For the adult customers, instead of the typical row of uncomfortable chairs with ripped vinyl seats like other garages had, he set up a bigger table and chairs, and an electric coffee pot. In the center of the table, a neat pile of current magazines he picked up at Family-Owned waited for customers to look through. Every hour he faithfully made a fresh pot of coffee.
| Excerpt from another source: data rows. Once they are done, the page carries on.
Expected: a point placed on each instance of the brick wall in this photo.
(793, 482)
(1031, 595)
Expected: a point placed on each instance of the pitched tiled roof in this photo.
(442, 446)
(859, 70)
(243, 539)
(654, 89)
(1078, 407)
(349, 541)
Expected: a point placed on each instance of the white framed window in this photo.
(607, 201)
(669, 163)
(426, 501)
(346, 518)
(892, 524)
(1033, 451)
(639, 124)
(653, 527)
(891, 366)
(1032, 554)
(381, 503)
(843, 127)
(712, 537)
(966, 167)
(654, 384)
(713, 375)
When Ellen came to work, she asked him if he’d like her to make the coffee.

“No, no, that’s all right, I’ll keep doin’ it,” he answered. “When school starts again and you leave, I’ll forget and the coffee will get thick and black and smell up the place.” She knew what he meant. Once, when she was thirteen, she got her hair cut at Miss Logan’s and the first thing she noticed when she went into the beauty parlor, above the rank ammonia smell of the hair dye and the chemicals women used to put permanent curls in their hair, was the odor of old coffee. She thought it was odd that her mechanic father kept his coffee pot shining clean and used good coffee and real cream, a little half pint carton set in a bowl of ice. Yet in a beauty shop with a bunch of women, they’d have horrible powdered junk to lighten coffee often left over from the day before. Customers coming into the garage remarked that they patronized Frank’s Garage because it was so clean and Frank made the best coffee in town.